Почему почти через два года после твоего окончательного – окончательного! – ухода именно сегодня, войдя в твою гостиную и обнаружив там мой беспорядок, именно сегодня я осознаю весь ужас моего положения? Ты не вернешься никогда, никогда, никогда. Тебя вынесли отсюда наподобие триумфатора, но, как же так, санитарная машина 60-х годов и ее санитары и не подумали вернуть тебя сюда, к тебе, в твой дом, ставший, увы, моим домом.

Сегодня вечером телевизор умер в прямом эфире. Меня держат в курсе печальных новостей нашего мира Радио-Лондон и Радио-Париж. «Радио-Париж лживое, Радио-Париж лживое, на Радио-Париж боши вшивые». Да, да, знаю, знаю, сколько можно…

Честно говоря, мне хочется умереть, Жаклин. Да, мне хочется набраться мужества и сил, чтобы достать из шкафчика пластиковый пакет многоразового использования и трикотажный галстук 50-х, который я повязывал раз в год, в день Йом-Кипура, когда шел повидать деда в синагогу на улице Сент-Изор. И сегодня, в день Йом-Кипура, я пишу эти строки. Так что, простят меня или нет, Кипур – не Кипур, не ношу я кипу, я хочу умереть, Жаклин, я…

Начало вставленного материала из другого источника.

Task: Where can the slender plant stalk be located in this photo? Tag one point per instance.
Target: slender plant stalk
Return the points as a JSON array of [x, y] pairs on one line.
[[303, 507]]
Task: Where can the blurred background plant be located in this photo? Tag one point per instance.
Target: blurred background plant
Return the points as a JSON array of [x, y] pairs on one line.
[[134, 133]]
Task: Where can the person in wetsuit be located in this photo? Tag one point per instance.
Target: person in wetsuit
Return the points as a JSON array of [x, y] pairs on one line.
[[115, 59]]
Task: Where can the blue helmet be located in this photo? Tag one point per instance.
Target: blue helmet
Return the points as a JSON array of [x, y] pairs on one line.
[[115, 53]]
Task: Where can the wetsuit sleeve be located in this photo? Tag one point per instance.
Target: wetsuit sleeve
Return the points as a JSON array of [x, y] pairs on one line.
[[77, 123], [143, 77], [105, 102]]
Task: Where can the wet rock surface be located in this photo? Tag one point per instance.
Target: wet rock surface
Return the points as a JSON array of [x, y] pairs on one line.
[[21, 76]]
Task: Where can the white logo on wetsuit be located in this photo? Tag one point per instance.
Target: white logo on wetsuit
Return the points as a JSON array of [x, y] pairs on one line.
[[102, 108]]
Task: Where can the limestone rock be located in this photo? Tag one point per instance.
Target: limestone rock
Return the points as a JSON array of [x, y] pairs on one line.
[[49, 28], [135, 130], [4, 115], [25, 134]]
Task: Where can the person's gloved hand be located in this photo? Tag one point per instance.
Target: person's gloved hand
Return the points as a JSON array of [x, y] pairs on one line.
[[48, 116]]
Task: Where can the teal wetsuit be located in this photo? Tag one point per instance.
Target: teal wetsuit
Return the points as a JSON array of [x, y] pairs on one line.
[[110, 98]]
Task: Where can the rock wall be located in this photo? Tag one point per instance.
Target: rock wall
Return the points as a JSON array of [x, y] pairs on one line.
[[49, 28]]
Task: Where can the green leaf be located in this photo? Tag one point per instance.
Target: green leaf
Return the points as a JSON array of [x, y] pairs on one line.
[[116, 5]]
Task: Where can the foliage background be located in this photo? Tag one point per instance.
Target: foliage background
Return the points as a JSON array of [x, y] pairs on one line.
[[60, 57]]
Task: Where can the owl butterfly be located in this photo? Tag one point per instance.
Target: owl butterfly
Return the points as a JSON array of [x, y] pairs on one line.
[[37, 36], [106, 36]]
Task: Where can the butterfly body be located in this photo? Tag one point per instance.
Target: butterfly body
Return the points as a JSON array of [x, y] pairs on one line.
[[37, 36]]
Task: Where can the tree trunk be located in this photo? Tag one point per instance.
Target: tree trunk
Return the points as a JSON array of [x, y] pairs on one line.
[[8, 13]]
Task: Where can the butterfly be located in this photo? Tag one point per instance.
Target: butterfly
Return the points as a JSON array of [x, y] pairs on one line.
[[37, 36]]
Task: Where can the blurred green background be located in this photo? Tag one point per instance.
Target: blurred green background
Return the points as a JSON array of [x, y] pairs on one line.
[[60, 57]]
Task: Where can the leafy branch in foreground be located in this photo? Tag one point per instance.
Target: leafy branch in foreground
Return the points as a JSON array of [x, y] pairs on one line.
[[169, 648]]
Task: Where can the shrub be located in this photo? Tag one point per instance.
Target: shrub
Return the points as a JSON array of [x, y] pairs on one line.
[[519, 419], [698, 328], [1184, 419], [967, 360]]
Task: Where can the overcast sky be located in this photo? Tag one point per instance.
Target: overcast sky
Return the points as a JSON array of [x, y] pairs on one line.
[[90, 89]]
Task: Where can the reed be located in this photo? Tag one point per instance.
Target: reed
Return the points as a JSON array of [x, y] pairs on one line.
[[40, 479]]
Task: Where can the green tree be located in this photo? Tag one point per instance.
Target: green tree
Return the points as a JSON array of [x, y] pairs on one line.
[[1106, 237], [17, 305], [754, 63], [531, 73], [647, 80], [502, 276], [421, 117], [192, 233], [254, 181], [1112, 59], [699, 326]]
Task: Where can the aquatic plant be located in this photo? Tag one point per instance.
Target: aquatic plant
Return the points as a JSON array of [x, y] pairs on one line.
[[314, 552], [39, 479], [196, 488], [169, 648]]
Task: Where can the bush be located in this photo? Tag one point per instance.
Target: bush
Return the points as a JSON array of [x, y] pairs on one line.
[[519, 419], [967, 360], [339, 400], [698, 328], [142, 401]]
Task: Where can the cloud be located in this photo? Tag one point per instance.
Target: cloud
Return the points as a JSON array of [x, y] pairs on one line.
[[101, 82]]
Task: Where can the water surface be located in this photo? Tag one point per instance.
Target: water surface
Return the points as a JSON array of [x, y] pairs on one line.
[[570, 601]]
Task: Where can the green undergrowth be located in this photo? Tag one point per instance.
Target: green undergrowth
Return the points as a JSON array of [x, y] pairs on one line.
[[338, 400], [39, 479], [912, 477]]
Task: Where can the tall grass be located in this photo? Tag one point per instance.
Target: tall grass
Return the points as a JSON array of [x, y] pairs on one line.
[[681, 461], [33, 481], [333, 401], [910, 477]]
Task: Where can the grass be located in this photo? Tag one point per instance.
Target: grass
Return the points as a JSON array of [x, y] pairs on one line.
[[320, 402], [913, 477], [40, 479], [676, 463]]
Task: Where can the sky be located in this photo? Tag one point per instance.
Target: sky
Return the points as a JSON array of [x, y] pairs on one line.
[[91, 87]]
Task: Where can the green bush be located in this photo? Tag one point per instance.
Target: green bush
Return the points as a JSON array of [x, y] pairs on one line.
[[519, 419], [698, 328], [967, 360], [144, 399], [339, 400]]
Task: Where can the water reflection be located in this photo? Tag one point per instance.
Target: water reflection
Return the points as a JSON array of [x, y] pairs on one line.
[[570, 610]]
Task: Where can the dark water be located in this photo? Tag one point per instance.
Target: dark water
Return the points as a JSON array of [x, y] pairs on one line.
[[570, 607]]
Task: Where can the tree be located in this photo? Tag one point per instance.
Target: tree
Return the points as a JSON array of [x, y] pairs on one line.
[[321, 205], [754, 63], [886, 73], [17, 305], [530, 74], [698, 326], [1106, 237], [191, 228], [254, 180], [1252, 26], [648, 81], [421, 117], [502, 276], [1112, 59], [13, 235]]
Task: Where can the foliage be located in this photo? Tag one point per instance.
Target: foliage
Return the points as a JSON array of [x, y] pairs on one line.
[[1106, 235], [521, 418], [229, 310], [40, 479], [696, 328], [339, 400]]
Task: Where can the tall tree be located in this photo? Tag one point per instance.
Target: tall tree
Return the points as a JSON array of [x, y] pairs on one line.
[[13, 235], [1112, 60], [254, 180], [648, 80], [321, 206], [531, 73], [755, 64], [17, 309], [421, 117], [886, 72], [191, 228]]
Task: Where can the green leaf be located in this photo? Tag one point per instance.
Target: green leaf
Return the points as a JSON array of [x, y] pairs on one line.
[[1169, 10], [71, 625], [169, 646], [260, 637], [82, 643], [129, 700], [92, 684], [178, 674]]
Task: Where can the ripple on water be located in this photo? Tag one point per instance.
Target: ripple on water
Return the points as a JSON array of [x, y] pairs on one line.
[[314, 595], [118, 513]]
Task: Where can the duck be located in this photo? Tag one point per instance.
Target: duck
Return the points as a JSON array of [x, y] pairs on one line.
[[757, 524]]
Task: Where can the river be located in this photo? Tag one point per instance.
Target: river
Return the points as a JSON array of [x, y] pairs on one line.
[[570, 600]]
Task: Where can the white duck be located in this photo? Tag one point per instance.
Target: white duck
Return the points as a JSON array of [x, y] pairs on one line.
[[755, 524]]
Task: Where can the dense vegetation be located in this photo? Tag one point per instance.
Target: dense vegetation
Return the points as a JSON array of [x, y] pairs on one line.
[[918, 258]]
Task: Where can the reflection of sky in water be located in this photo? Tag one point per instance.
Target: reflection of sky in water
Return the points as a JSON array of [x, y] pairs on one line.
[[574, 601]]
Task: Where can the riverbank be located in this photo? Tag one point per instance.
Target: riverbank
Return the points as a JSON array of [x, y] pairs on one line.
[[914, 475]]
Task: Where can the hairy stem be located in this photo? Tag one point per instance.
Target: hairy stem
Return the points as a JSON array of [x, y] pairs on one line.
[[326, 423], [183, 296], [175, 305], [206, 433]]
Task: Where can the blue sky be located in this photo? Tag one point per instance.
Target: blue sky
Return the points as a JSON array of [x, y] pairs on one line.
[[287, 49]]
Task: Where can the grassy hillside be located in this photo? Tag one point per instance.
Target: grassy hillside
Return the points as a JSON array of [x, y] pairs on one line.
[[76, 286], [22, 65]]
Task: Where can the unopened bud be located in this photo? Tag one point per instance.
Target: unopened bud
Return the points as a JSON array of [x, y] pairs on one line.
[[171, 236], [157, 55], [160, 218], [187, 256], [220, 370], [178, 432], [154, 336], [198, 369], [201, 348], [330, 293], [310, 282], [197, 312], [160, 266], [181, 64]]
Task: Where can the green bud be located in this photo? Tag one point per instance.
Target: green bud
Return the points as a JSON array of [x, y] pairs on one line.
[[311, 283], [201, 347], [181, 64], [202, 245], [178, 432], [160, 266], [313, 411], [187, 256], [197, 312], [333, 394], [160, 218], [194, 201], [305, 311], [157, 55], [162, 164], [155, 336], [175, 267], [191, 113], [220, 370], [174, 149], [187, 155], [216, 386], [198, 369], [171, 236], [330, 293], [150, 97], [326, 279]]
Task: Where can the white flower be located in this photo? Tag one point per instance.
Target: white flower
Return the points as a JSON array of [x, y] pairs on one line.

– Ты кривишь душой, – вдруг нашептывает мне нежный грудной голос.

– Как? Что?

– Ты кривишь душой. Будь искренним.

– Я кривлю душой?

– Скажи, что ты рад не лежать рядом со мной в еловом сюртуке на атласной подкладке, скажи это, родной, скажи. Только одно это, только это слово может утешить меня, что я больше не рядом с тобой. Будь искренним, родной, скажи, что еще любишь жизнь, что любишь рассказывать наши истории, хоть и плачешь над ними, что любишь пересказывать наши глупости, хоть и больше над ними не смеешься.

– Нет! Нет! Нет!

– Ты всегда был искренним, по крайней мере в том, что писал, так продолжай. Будь искренним, родной, будь искренним. Скажи, что хочешь жить еще долго, чтобы я жила через твои слова, через написанное тобой. Это единственный способ, оставшийся мне, родной, чтобы пожить, побыть еще в этом мире. Будь добр, пиши, родной, пиши. И не спеши, не торопись, тебе еще рано ко мне. Я подожду, подожду тебя у двери, если будет темно, посвечу, будь уверен… Ну вот, ты смеешься, родной, ты смеешься.

– Нет! Нет! Я не смеюсь! Я больше не смеюсь!

– Я подожду, тебе нечего бояться. Я буду твоей, буду твоей, пока не встречу наконец «мужчину моей жизни». Но там, где я сейчас, тебе мало что грозит, здесь вряд ли можно кого-то встретить. А пока говори обо мне, говори о нас, с Ольгой, Жанной, Розеттой, говори со всем светом, если можешь. Говори, говори, пиши, пиши! Пока ты говоришь, пока ты пишешь, родной, пока ты живешь, живу и я. Пока ты думаешь обо мне, я живу. И я люблю тебя, люблю, еще и всегда.

Будь искренним, родной, я люблю, когда ты искренен.

Будь искренним, чтобы понравиться мне, всегда, чтобы мне понравиться, будь искренним.

Церемония

Теперь пора, прежде чем выбросить это стило без стиля в крапиву, рассказать тебе о том, что ты, увы, не пережила и что я пережил без тебя, но все же с тобой. 9 мая 2019-го – все тот же маетный месяц май – тебя предали земле – рука не поднимается написать похоронили, – и по невероятному совпадению этот день оказался днем почти всеобщей забастовки, будто весь Париж протестовал против твоего ухода, так что нам пришлось перенести время выноса тела из-за трудностей передвижения по городу.

Я заранее позаботился спрятать в карман пару жемчужин, твоих жемчужин – Ольга сказала, что я взял большую и среднюю, но неважно, ты ушла не с голыми ушами, что повредило бы твоей красоте перед лицом Всевышнего, – и именно твоя красота снова поразила меня в этот последний час, как будто ничто было над ней не властно.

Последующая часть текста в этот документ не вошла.